Hasardeuse, la proximité n'est pas promiscuité.
La fin de la semaine approche et des chalets de la plage
aux premières pentes de Montjuich il y a bien de la
place et des respirations.
Te savoir là et ne pas te déranger. Pressentir que des
mois passeront avant une nouvelle discussion ne me fera
pas languir. Avoir une voisine coiffeuse quand, presque
chauve, on coupe les cheveux en quatre, pas mal, non ?
«Le vent se lève, il faut tenter de vivre»

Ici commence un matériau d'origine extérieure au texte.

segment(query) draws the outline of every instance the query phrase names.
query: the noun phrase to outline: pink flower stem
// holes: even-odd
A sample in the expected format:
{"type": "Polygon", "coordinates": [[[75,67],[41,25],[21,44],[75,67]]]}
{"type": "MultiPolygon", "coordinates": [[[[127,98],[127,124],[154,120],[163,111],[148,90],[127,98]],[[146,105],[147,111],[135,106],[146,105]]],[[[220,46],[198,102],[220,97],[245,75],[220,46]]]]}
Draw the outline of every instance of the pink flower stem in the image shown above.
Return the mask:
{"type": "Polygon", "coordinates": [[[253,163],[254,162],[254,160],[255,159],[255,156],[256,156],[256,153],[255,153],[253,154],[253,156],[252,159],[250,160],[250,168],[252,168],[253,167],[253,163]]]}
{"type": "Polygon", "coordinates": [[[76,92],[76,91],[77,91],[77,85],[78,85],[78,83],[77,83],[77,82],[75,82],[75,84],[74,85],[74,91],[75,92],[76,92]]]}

La discussion a évoqué des années et des terres
que jamais je n'aurais imaginées. La femme qui se
tenait devant moi, de blanc et de noir, mais pas
de gris, ni une fois, ni cinquante, me fascinait,
m'invitant au silence feutré d'une cigarette fine
longtemps caressée, jamais fumée. La bouteille de
Champagne glacée était depuis longtemps finie mais
je n'avais pas soif. À un moment - il était tard,
ou tôt -, je feignis la fatigue pour la laisser
se reposer. Le sommeil ne vint pas, pas tout de suite,
du moins. La femme que j'avais eue devant moi, si brune,
était-elle la blonde métropolitaine qui, voici vingt ans,
déchirait les non-dits de l'Océan Indien ? Je le crois. Et même
si j'émaillai parfois l'échange d'anecdotes, elles me parurent
sans sel.
Cinquième commandement toltèque : être sceptique et apprendre à écouter.
Suite du chemin de l'Œil-doux
1 - le champ déplacé
Te souviens-tu de ce champ de coquelicots
devant ta maison, au début de notre amour.
Je ne le voyais pas et tu me le décrivais
avec flamme.
Un jour, le champ fut fauché, la terre
retournée et les coquelicots s'en furent
rejoindre le mobilier imaginaire de notre foyer.
Eh bien, figure-toi que ce matin, sur le chemin
du gouffre de l'Œil-doux, je le vis pour la première
fois. Déplacé en marge de la route, il était pareil
à ton récit énamouré. Au retour, dans une nuée de
touristes alsaciens, allemands et suisses, j'en ai
fait une photo qu'ici-bas je te joins, mon coquelicot bleu.
2 - la photo égarée
Sur la carte mémoire, en relief discret, une photo
de Sassenage, tôt le matin ou tard le soir. L'air est
encore sombre ou l'est déjà qui s'illumine à la lueur
calme des Alpes enneigées et aux feux criards d'un
tramway à son terminus et des commerces éloignés. L'immeuble
semble morose. En bas à gauche, une lumière jaunâtre domine de
rares voitures. Les appartements montrent leur dos. Derrière,
la vie couve et les dialogues naissent, insoupçonnés.
J'ai peu connu la résidence des Colibris et la rue des Pies
de Sassenage mais elles sont en moi, secrètement, comme une
porte ouverte vers ce temps possible qui ne fut pas et qui
cependant me fait, jour après jour, à l'ombre de ta vie.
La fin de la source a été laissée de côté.